La route fut longue. Pierre avait prévu d’effectuer le trajet en deux jours en homme plein de prévoyance qu’il était, afin de se prémunir de tout aléa pour aller à Marseille. Pierre eût beau quitter son cher Plouhinec de bonne heure, il arriva tard le soir, à Brive la Gaillarde, dans un hôtel proche de la gare. Il était fatigué et les courbatures l’avaient fait souffrir et avaient gâché le plaisir du voyage. Marseille : ce n’est pas la porte à côté. Pourtant il avait soigneusement étudié la route qu’il devait prendre. En préparant avec tout les soins qui conviennent et fidèle à ses méthodes d’homme minutieux et prévoyant, il avait étalé pour cela, sur le sol de la salle à manger, la carte Michelin 989, et avait tracé au crayon une ligne droite joignant le lieu de départ au lieu d’arrivée, se rappelant que la ligne droite est le chemin le plus court pour aller d’un point à un autre. C’est ainsi que le parcours lui avait permis d’éviter la circulation insensée, notamment entre Quimper et Nantes, encombrée de poids bien trop lourds pour la petite Clio, préférant la tranquillité des chemins de traverse et le côtoiement bien sympathique des tracteurs et autres engins agricoles qui fleurissaient en ce beau jour de printemps pluvieux à souhait, comme on les aime en pays Bigouden.

Cependant, considérant le rapport entre la distance parcourue et le temps passé, il se demanda s’il avait bien fait d’opter pour un tel trajet. Quand il eut son fils (et Sophie) au téléphone, il lui demanda de faire un exercice de mathématiques consistant à calculer la moyenne horaire. Il lui donna les informations suivantes : heure de départ (6h00), heure d’arrivée (21h30), diminuée des temps d’arrêt (3h00) et enfin, le kilométrage effectué (672 km). N’étant pas trop « fort en maths » il avait préféré trouvé ce prétexte éducatif pour faire faire le travail par son fils. Il se demandait, en effet, s’il avait fait le bon choix. Trop tard pour envisager un autre trajet pour le lendemain : il était perdu au milieu du massif central et il n’avait d’autre issue que de continuer droit devant.
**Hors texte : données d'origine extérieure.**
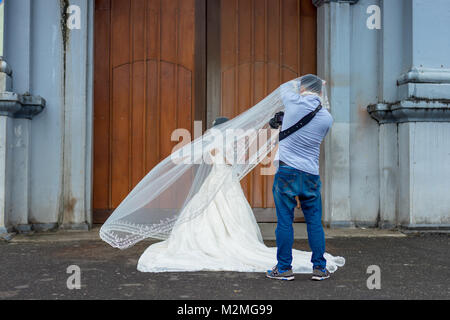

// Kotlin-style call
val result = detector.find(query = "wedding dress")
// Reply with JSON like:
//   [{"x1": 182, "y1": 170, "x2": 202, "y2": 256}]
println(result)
[{"x1": 137, "y1": 152, "x2": 345, "y2": 273}]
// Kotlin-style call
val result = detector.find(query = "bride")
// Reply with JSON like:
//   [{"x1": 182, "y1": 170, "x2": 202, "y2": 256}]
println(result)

Après un bon repas bien reconstituant qu’il avait apprécié à sa juste valeur (il avait déjà oublié les huîtres de Cancale, il retourna dans sa chambre qui portait le numéro 4389 située au quatrième étage sans ascenseur. Modeste la chambre. La fenêtre donnait sur la cour et la douche n’était pas bien chaude. Pierre n’en avait cure. Il en avait connu bien pire. Il se consolait en se disant que, d’ici quelques jours, ce n’est plus l’hôtel des Aiguilleurs, à Brive, qu’il fréquenterait mais le Carlton à Cannes, le Crillon à Paris, le Waldorf Astoria à New York ! Belle revanche de la vie ! C’était même avec un peu de condescendance qu’il avait jeté un regard quelque peu hautain sur les rares clients qui se trouvaient encore dans le salon, à regarder « Desperate Housewives » à la télé dont les chambres n’étaient pas pourvues. La facilité de Pierre à s’adapter à une nouvelle situation comme à un nouvel environnement, était proprement déconcertante.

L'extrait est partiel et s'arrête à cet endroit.